Eat like a chef. That’s a loaded statement.

If you thumb through any glossy magazine featuring food, you’ll always see a chef and her beautiful young friends cavorting at the beach or the lake or a ski chalet, with a sumptuously photographed spread of food.

But just as prime-time soap-opera doctors do not faithfully represent actual caregivers, so too do curated layouts not resemble the way chefs eat.

More often than not I eat sporadically, even when at home. I have to make a conscious effort for a balanced nutritional breakfast, because for the rest of the day, most of my calories come from tasting random foods that we are preparing in the restaurant. A lot of times I eat standing up.

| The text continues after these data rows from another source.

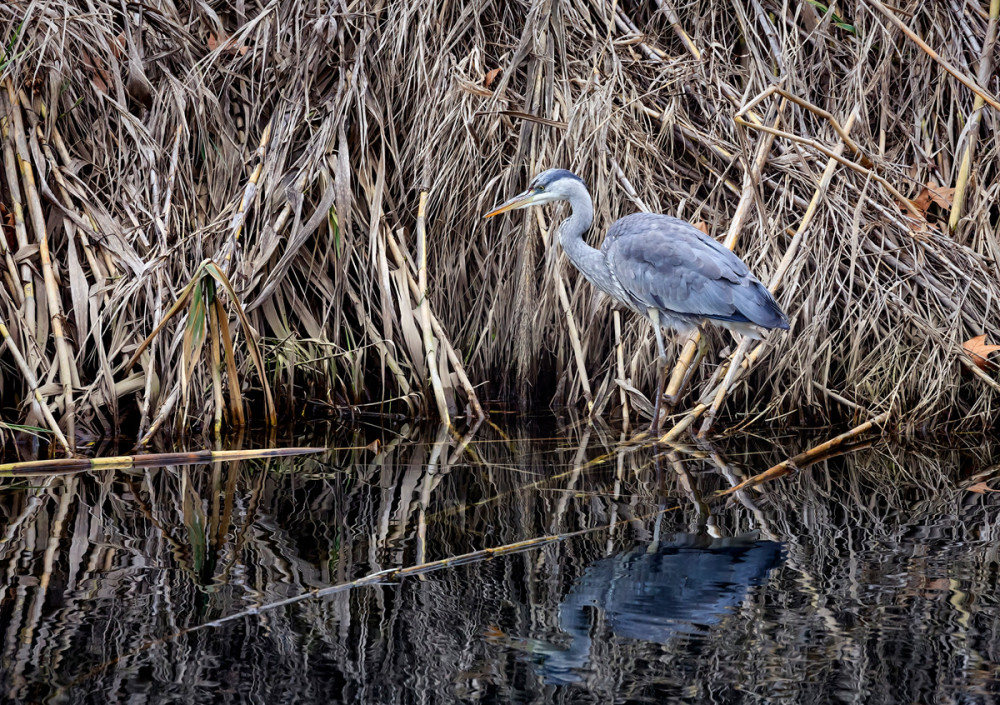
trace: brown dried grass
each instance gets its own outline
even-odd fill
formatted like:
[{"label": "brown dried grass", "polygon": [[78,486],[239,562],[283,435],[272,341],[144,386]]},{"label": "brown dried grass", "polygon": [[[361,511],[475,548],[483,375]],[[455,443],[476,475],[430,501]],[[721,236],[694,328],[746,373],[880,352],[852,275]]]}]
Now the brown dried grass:
[{"label": "brown dried grass", "polygon": [[[838,4],[835,18],[768,0],[4,3],[3,146],[11,166],[16,154],[31,167],[37,192],[16,169],[0,173],[10,332],[0,408],[44,426],[41,398],[77,433],[208,426],[223,418],[221,380],[234,369],[220,369],[214,346],[235,353],[254,397],[242,339],[256,334],[286,413],[307,401],[435,413],[430,363],[453,409],[488,383],[493,397],[557,405],[590,390],[611,415],[620,400],[607,302],[539,237],[547,220],[480,215],[563,166],[596,195],[594,244],[639,207],[721,237],[767,137],[754,120],[773,124],[781,98],[746,112],[750,127],[734,117],[779,85],[797,102],[747,181],[736,248],[764,281],[844,142],[822,111],[841,125],[858,111],[843,156],[857,168],[837,166],[784,274],[791,334],[739,381],[729,410],[816,421],[894,404],[912,424],[981,425],[996,385],[963,377],[960,358],[962,341],[992,332],[1000,299],[997,114],[877,5]],[[995,96],[1000,80],[983,66],[996,63],[990,10],[951,0],[885,12]],[[978,142],[963,167],[967,124]],[[891,189],[912,199],[931,181],[964,181],[964,202],[957,214],[931,205],[929,222],[915,222]],[[416,283],[421,190],[436,356]],[[239,301],[211,308],[204,361],[186,379],[197,351],[182,348],[198,335],[178,317],[126,373],[205,259]],[[236,325],[237,304],[252,330]],[[628,384],[650,390],[649,327],[623,323]],[[708,388],[717,362],[696,384]]]}]

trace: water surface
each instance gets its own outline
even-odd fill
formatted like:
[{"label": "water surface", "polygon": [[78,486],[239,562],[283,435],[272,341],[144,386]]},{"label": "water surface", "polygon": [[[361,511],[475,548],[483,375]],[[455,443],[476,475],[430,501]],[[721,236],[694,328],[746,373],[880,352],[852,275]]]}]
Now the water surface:
[{"label": "water surface", "polygon": [[[332,447],[0,480],[0,700],[998,690],[1000,500],[975,491],[1000,488],[988,449],[875,446],[713,501],[806,441],[657,452],[583,427],[306,440]],[[313,590],[326,594],[274,606]]]}]

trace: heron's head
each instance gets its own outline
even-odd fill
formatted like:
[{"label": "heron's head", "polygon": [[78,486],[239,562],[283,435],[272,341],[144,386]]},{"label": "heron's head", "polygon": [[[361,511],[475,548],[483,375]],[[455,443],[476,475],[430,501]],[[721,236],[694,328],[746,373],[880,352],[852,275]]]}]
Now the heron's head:
[{"label": "heron's head", "polygon": [[505,201],[483,217],[492,218],[507,211],[541,206],[553,201],[568,201],[581,191],[586,193],[587,187],[579,176],[565,169],[549,169],[533,178],[527,191]]}]

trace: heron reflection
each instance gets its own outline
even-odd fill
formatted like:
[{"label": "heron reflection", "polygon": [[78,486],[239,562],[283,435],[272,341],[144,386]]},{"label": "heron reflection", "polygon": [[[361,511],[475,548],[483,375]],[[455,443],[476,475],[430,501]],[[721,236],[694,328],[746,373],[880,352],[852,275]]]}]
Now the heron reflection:
[{"label": "heron reflection", "polygon": [[594,609],[622,639],[668,644],[710,631],[781,563],[781,544],[756,539],[756,534],[723,539],[677,534],[656,547],[639,546],[592,563],[559,604],[559,627],[568,645],[534,642],[530,649],[540,657],[545,680],[581,680],[591,657]]}]

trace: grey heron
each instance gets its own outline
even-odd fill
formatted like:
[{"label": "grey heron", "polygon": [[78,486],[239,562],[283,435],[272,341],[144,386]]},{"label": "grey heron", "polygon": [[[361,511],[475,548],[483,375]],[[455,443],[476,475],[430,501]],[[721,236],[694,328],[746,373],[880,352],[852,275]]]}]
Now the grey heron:
[{"label": "grey heron", "polygon": [[570,204],[569,217],[559,225],[559,243],[573,265],[653,325],[659,353],[653,431],[659,428],[666,378],[662,327],[690,334],[707,320],[751,338],[764,330],[788,330],[788,318],[746,263],[679,218],[633,213],[611,225],[601,249],[588,245],[583,236],[594,222],[594,202],[583,179],[565,169],[543,171],[526,191],[484,217],[556,201]]}]

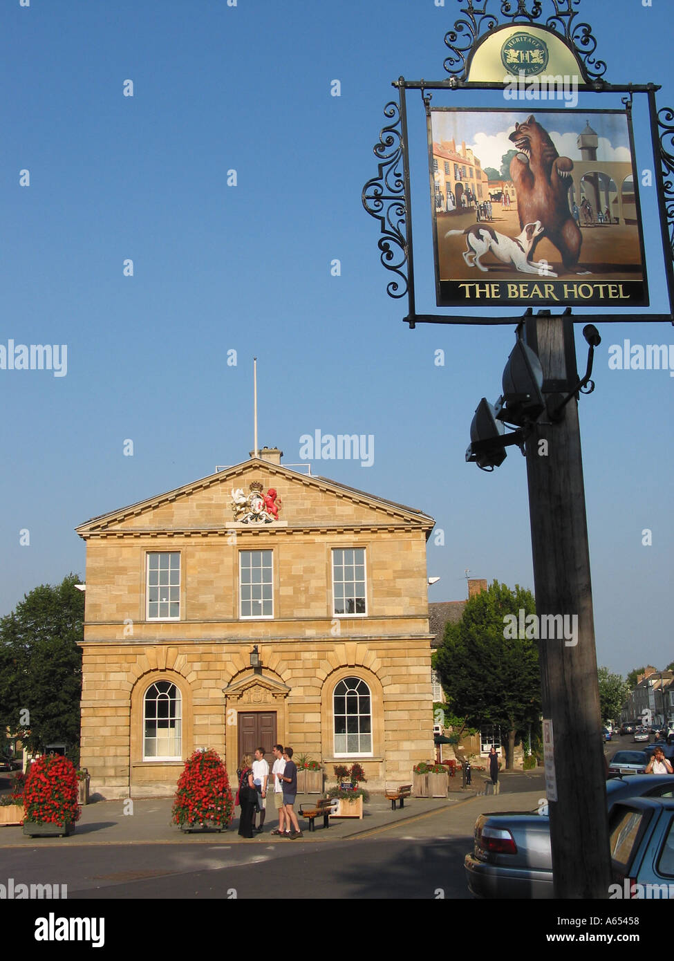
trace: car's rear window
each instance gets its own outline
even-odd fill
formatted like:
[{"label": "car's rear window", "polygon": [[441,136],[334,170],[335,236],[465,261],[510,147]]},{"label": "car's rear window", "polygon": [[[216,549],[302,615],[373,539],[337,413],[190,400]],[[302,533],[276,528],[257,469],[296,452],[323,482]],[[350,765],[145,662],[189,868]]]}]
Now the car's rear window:
[{"label": "car's rear window", "polygon": [[621,875],[628,873],[633,851],[637,850],[648,817],[647,811],[633,811],[622,804],[616,804],[611,812],[611,856],[613,868]]},{"label": "car's rear window", "polygon": [[669,828],[658,860],[658,874],[674,877],[674,818],[669,822]]},{"label": "car's rear window", "polygon": [[642,751],[616,751],[611,758],[612,764],[643,764],[646,755]]}]

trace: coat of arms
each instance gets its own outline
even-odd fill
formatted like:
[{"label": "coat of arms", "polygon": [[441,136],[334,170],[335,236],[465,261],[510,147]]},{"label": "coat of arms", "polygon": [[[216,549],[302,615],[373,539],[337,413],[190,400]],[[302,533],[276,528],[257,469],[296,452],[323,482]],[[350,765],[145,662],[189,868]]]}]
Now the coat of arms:
[{"label": "coat of arms", "polygon": [[253,480],[245,494],[242,487],[232,490],[232,509],[234,519],[240,524],[271,524],[278,521],[281,509],[281,499],[270,487],[266,494],[259,480]]}]

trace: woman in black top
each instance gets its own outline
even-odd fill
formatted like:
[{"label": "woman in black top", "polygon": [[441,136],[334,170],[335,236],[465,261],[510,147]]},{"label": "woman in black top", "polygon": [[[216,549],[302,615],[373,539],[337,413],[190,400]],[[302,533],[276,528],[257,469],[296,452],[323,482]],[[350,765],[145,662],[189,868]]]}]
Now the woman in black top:
[{"label": "woman in black top", "polygon": [[493,747],[489,751],[489,776],[492,784],[498,782],[498,754]]},{"label": "woman in black top", "polygon": [[253,815],[255,814],[255,801],[248,800],[249,790],[251,797],[256,791],[253,781],[253,759],[250,754],[246,754],[241,760],[241,772],[238,778],[238,802],[241,805],[241,815],[238,820],[238,833],[242,838],[253,838]]}]

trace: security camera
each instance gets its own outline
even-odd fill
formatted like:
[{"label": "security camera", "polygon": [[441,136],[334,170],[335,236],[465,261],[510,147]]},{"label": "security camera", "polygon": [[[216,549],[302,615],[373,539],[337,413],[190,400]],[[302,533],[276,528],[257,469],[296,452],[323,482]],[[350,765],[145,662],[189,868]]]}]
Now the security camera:
[{"label": "security camera", "polygon": [[602,338],[599,336],[599,331],[596,329],[594,324],[587,324],[583,328],[583,336],[586,338],[590,347],[599,347],[602,342]]}]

Don’t get me wrong, I love to cook. It’s just that chefs don’t get many opportunities to cook. They run businesses. They manage people who cook. They place orders, write schedules, take meetings. I’m not home much, often at the restaurant from 10 a.m. until nearly midnight, when the last thing I want to do is break out my cutlery and cookware.

I have a long subscribed to the idea that the best meals when you get off of work are those that you can’t get inside your own restaurant, like grocery-store sushi, food-truck tacos or gas-station hot dogs. I’m not as young as I used to be, so I’ve made more of a conscious effort lately to eat greens every day. They usually take the form of a fat handful of baby greens jammed between two slices of whole-grain, seeded bread. I posted a breakfast sandwich picture every morning for almost an entire month on Instagram.

And I eat a lot of leftovers.

When a young cook first gets an opportunity to contribute to a menu or be considered as a sous chef, it is often in the form of using up leftovers from the previous night’s special. I rose through the ranks quickly because I’m really good at that. It’s essential to know how to take that little bit of leftover pork roast that a pig had to die for and turn it into eggrolls, pasta Alfredo, or carnitas tacos. Repurpose that leftover Carolina Gold rice that you paid four bucks a pound for as fried rice. Save a bag of onion skins and carrot peelings in your freezer to add to the bones from your rotisserie chicken to make chicken broth for a soup or a noodle bowl. Waste not, want not. 

I also am a firm believer that boundaries induce creativity. In the restaurant, diners get the choice cut of the beautifully plump black grouper that just arrived at your back door; first dibs, if you will. The staff meal is usually made from the trimmings of that fine fish, stretched out with rice or noodles, and finished with a broth made from the bones. That staff meal doesn’t sound enticing in menuspeak, but I do believe it is more spiritually filling because it honors the whole animal.

If there is anything consistent about my eating habits over the years, it would be eating while standing, doing it quickly, and not consuming just about anything while it is hot. My knees are too compromised to squat down out of sight behind the cooking line to scarf a few bites, like I used to when I was younger. And it is not uncommon to find me making a plate of food, whether at home or the restaurant, and then not eating for 10 or 20 minutes, either because I get interrupted by a pressing issue or I am also working on three other things simultaneously. Ultimately, I rationalize that most room-temperature food has more flavor, because it is closer to body temperature than the refrigerator or the oven — like how just-picked, sun-warmed tomatoes on a sandwich will always trump refrigerated or roasted tomatoes.

Ironically, eating is often one of the last things on a chef’s mind.

In other words, “eat like a chef” means eat what other folks won’t or don’t and eat it, and do it when you can. Guests are coming. Hurry up.